Education advocates have insisted the state has skimped on funding its schools. But New York State already has the highest per-student funding rate of any in the country — could moving that number up make a difference?
The answer is yes, according to a new study of over 600 districts across the state — the first of its kind to look at the recent effects of increased school spending in New York. The researchers found that increased per-student spending led to higher math and reading scores on state tests.
The findings add new evidence to a heated debate that has raged for decades about whether the state’s schools are adequately funded, an issue that actress Cynthia Nixon has made a pillar of her underdog campaign against Gov. Andrew Cuomo.
Set to be published in the peer-reviewed Economics of Education Review, the study takes advantage of a provision in the state’s funding formula known as “Save Harmless” that allows districts to maintain their funding even if they lose students. Since many districts across the state have suffered enrollment declines, they have boosted the amount of money they spend per student. (New York City was excluded from the study because of its unusually large size and technical issues matching its data with other districts.)
By comparing districts that lost students — resulting in more money spent per remaining student — with those that saw smaller declines, the researchers were able to isolate the effect of the funding increases. Using data from 2007 through 2015, they found that a $1,000 in increase per student corresponded with an increase of one-seventh of a grade level in math and one-ninth of a grade level in English. (On average, districts spend just over $23,000 per student across the state, a 15 percent increase since 2007.)
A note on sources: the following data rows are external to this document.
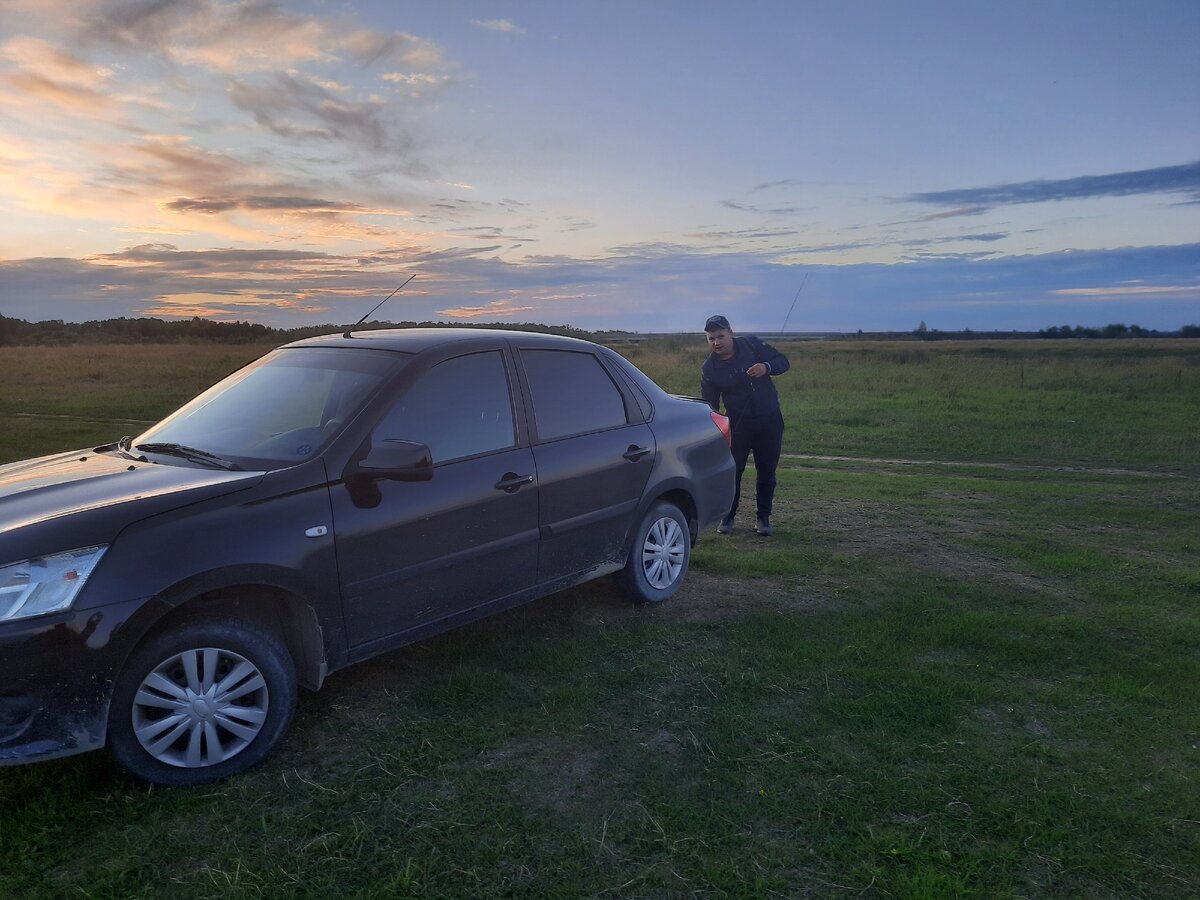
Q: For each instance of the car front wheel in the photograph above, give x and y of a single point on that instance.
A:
(659, 556)
(202, 702)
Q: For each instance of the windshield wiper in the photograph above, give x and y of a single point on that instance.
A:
(123, 448)
(189, 453)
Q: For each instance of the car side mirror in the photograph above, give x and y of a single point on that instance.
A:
(397, 461)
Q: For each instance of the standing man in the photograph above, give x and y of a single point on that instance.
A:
(739, 370)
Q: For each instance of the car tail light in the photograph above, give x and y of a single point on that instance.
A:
(723, 423)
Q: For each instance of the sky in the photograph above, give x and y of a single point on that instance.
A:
(637, 165)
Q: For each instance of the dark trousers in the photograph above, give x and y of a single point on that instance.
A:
(763, 437)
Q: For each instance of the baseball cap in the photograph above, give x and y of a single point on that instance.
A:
(717, 323)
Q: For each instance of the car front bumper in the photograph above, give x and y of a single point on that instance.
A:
(57, 677)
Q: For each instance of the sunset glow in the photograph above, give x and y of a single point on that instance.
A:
(633, 166)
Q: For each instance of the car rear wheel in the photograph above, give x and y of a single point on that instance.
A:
(659, 556)
(202, 702)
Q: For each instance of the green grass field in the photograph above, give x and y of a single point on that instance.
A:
(966, 665)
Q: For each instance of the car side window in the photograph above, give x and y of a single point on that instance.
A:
(573, 394)
(461, 407)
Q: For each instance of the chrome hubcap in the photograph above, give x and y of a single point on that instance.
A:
(663, 553)
(201, 707)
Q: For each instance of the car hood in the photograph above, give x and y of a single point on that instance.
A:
(83, 497)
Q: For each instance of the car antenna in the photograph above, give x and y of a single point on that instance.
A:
(793, 304)
(351, 329)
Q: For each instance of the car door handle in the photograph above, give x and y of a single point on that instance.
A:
(511, 481)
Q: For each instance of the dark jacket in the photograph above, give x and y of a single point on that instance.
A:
(744, 396)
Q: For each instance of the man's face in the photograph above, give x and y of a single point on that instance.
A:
(721, 341)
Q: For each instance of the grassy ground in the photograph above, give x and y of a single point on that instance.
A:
(935, 681)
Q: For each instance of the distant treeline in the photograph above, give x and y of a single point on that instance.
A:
(151, 330)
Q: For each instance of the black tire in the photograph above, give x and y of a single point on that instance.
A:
(202, 702)
(658, 556)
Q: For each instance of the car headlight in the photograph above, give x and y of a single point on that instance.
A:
(45, 585)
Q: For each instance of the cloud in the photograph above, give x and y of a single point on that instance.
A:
(45, 73)
(492, 310)
(1169, 179)
(499, 25)
(245, 36)
(781, 183)
(1155, 287)
(762, 210)
(222, 204)
(299, 109)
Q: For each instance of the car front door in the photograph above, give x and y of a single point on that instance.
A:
(413, 553)
(594, 456)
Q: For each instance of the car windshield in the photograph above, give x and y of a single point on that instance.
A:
(281, 409)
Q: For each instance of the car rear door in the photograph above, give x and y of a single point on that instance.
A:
(594, 455)
(413, 553)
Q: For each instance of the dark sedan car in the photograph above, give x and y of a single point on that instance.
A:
(342, 496)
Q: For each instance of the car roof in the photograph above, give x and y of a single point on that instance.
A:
(415, 340)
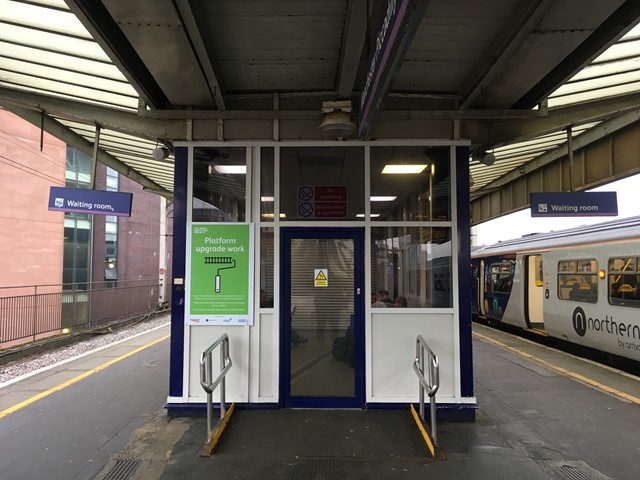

“The fact that we find positive effects of increased spending even in New York State, which boasts the highest per-pupil spending in the country, suggests that resources are important even above some adequacy threshold,” wrote co-authors Philip Gigliotti and Lucy Sorensen, both affiliated with the Rockefeller College of Public Affairs and Policy at the University at Albany.
Their research is the latest evidence linking increased school spending to positive outcomes for students, including graduation rates, lifetime wages, and college attendance. State-level studies in California, Massachusetts, and Ohio have also found benefits of increased spending. On the flipside, Great Recession spending cuts appeared to have negative consequences on students.
The new evidence bolsters the case of education advocates in New York who have argued the state owes schools billions of dollars under a 2006 legal settlement that found the state needed to pump more money into schools so they could offer a “sound basic education.” That has been a centerpiece of Nixon’s campaign for governor, and her education plan calls for $7 billion in new funding. For his part, Cuomo argues that education spending has increased under his watch and that the overall amount of funding is not the key issue.
“It’s not about how much money we spend,” Cuomo said earlier this year. “We spend more than anybody else in the United States of America. It’s who gets the funds and what is the racial equity, the geographic equity?”
Still, the authors note that their findings come with some caveats.
First, their study focuses on districts that lost enrollment, mostly in upstate New York. That means their findings could be less relevant among districts that have seen enrollment hold steady or even increase.
Second, there could be factors associated with declining enrollment that the study doesn’t account for. While the authors control for changes in student demographics associated with the enrollment declines, other factors that could contribute to changes in performance, such as student motivation, are more difficult to measure.
Third, it’s hard to know why the spending increases boosted student achievement. One possible answer is that many of the schools reduced class sizes, the authors note, which has been linked to gains in student achievement. But the study does not focus on how the funding was spent and what drove the gains in student learning.
One national study showing benefits of court-ordered spending found the new money went toward lower class size, higher teacher pay, and longer school years. (The study also doesn’t look at whether maintaining funding for districts that lost students, typically more rural districts, is the most effective use of that money.)
Finally, the authors caution against interpreting their results as evidence that increased funding is a silver bullet, especially in reducing disparities in student achievement between students of different racial or socioeconomic backgrounds. Increasing per-student spending by $1,000 would only close the national gap between rich and poor students by roughly 5 percent, Gigliotti said.
“These effects are moderate,” he added. “They don’t imply that achievement gaps are something we can overcome by just spending our way out of the problem.”